Commanders and leaders
- Nikolai Yudenich: Abdul Kerim Pasha Halil Pasha

Strength
- 85,000: 65,000

Casualties and losses
- 12,000: 25,000

= Battle of Koprukoy =

World War I battle between Russia and Ottoman Empire

The Battle of Köprüköy was a major engagement of the Caucasus Campaign during World War I. Occurring between January 10 and 19, 1916, it resulted in a decisive victory for the Russian Empire and broke the Ottoman defensive lines protecting Erzurum.

==Background==
The Ottoman Third Army's defensive front was divided into three distinct sectors. The central sector, considered the most critical, stretched from the Cakir-baba ridge to the Aras river south of Azapköy, covering the primary road to Erzurum through the Pasin valley.

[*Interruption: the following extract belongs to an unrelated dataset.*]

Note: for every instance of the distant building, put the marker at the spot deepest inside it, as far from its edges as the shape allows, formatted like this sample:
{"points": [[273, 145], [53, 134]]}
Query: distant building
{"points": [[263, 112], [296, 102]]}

The Russian command, led by Nikolai Yudenich, studied these positions in detail. While the Ottoman line was well-fortified with wire and artillery, it suffered from a critical lack of reserves to address a concentrated breakthrough.

==Battle==
Yudenich opted to strike at the boundary between the northern and central sectors near the Cakir-baba ridge, positioning the 4th Caucasian Rifle Division to spearhead the offensive. Following a series of diversionary attacks on January 10 that forced the Ottoman command to misallocate the 17th Division, the main Russian assault began on January 14 near the Cakir-baba ridge.

Despite heavy snow and determined resistance, the Russian forces reached the point of breakthrough by January 15. The Siberian Cossacks were deployed to the sector to exploit the gaps in the line. Facing encirclement, Abdul Kerim Pasha ordered a general withdrawal on the night of January 16–17. The Siberian Cossacks successfully annihilated the Ottoman rear-guard, though the bulk of the Third Army managed to retreat to the Erzurum fortress system.

==Aftermath==
The Ottoman Third Army suffered 25,000 total casualties (killed, wounded, and frozen), while Russian losses reached 12,000, including significant numbers of frostbite cases. The victory allowed Russia to threaten Erzurum directly, fundamentally altering the strategic situation in the Caucasus.